Doch wie soll man überhaupt loslegen? Schon bei dieser Frage scheiden sich die Geister. Während sich Billy Wilder und sein Co-Autor I. A. L. Diamond immer nur über ihre Filmidee unterhielten und das Erste, was sie zu Papier brachten, die erste Seite des Drehbuchs war, arbeitet James Cameron seine Ideen erst gründlich in etwa 40-seitigen „Scriptments“ (also eine Mischung aus „Treatment“ und „Script“) aus, bevor er mit dem Schreiben des Drehbuchs beginnt. Um es kurz zu machen: Meist ist es einfacher, wenn man seine Idee zunächst einmal formlos niederschreibt, bevor man sich ans Script macht. Denn ein fertiges Drehbuch umzuschreiben macht viel Arbeit, während man in einem Abriss von ein paar Seiten noch leicht und schnell eine Kurskorrektur vornehmen kann, wenn man sieht, dass die Geschichte so nicht funktioniert. Eine gute Art, grobe Filmideen auszuarbeiten, bietet folgende Methode der amerikanischen Drehbuchdozentin Viki King. Sie nennt sich „Der Acht-Minuten-Film“.
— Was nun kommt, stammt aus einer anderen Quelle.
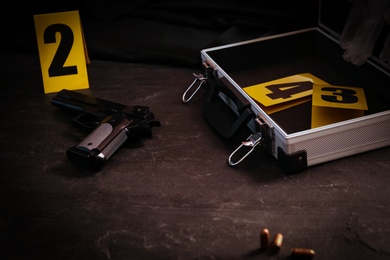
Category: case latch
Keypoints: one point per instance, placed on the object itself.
(201, 78)
(264, 136)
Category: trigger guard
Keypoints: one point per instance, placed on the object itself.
(86, 121)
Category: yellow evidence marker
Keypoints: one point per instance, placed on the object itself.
(332, 104)
(62, 51)
(283, 93)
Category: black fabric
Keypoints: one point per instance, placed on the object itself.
(161, 31)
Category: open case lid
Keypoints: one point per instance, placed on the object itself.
(333, 16)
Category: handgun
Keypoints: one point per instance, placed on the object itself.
(109, 125)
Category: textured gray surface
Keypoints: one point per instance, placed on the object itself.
(172, 196)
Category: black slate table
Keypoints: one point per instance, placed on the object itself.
(172, 196)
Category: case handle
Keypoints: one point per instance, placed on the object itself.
(219, 115)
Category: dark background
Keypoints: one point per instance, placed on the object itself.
(172, 196)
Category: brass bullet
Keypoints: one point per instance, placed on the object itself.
(264, 239)
(302, 253)
(277, 242)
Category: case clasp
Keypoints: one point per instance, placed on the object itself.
(252, 141)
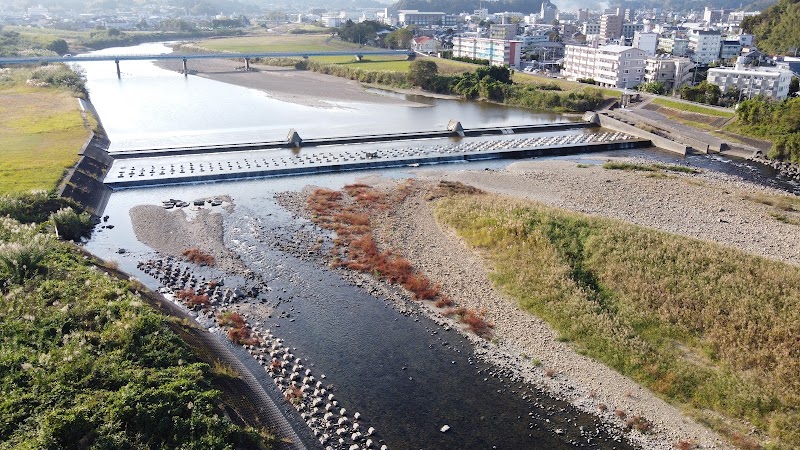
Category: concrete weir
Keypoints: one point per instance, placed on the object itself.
(178, 168)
Schließen Sie dazu die Augen und vertreiben Sie alle lästigen Gedanken aus dem Kopf. Lassen Sie den Film vor Ihrem inneren Auge ablaufen. Was passiert? Wie verhalten sich die Hauptfiguren? Welche Emotionen weckt das Geschehen? Wenn Sie sich Ihren Film zu Ende angesehen haben, öffnen Sie nun die Augen und schreiben Sie alles, was Sie gesehen haben, nieder. Der Haken: Sie haben nur acht Minuten Zeit, um alles aufzuschreiben. Denken Sie nicht, sondern verlassen Sie sich auf Ihre Emotionen. Schreiben Sie schlecht. Erlauben Sie sich Fehler. Niemand außer Ihnen wird es je zu Gesicht zu bekommen und später können Sie immer noch Korrekturen vornehmen. Wichtig ist nur, dass Sie nicht denken und die ganzen acht Minuten lang schreiben. Lassen Sie sich durch nichts stören. Es geht nur darum, Ihre Idee schnellstmöglich zu Papier zu bringen. Diese Methode funktioniert, da Menschen, wenn der Verstand nicht störend dazwischen funkt, unbewusst Ereignisse und Gefühle hochrechnen können, um abzuschätzen, was einem bevorsteht. Beim „Acht-Minuten-Film“ wird diese Eigenschaft des menschlichen Geistes auf fiktive Figuren übertragen und der Verstand durch Schnelligkeit ausgeschaltet. Wenn Sie diese ganzen acht Minuten lang geschrieben und nun einen Abriss Ihrer Geschichte vor sich liegen haben, dann ist alles richtig gelaufen.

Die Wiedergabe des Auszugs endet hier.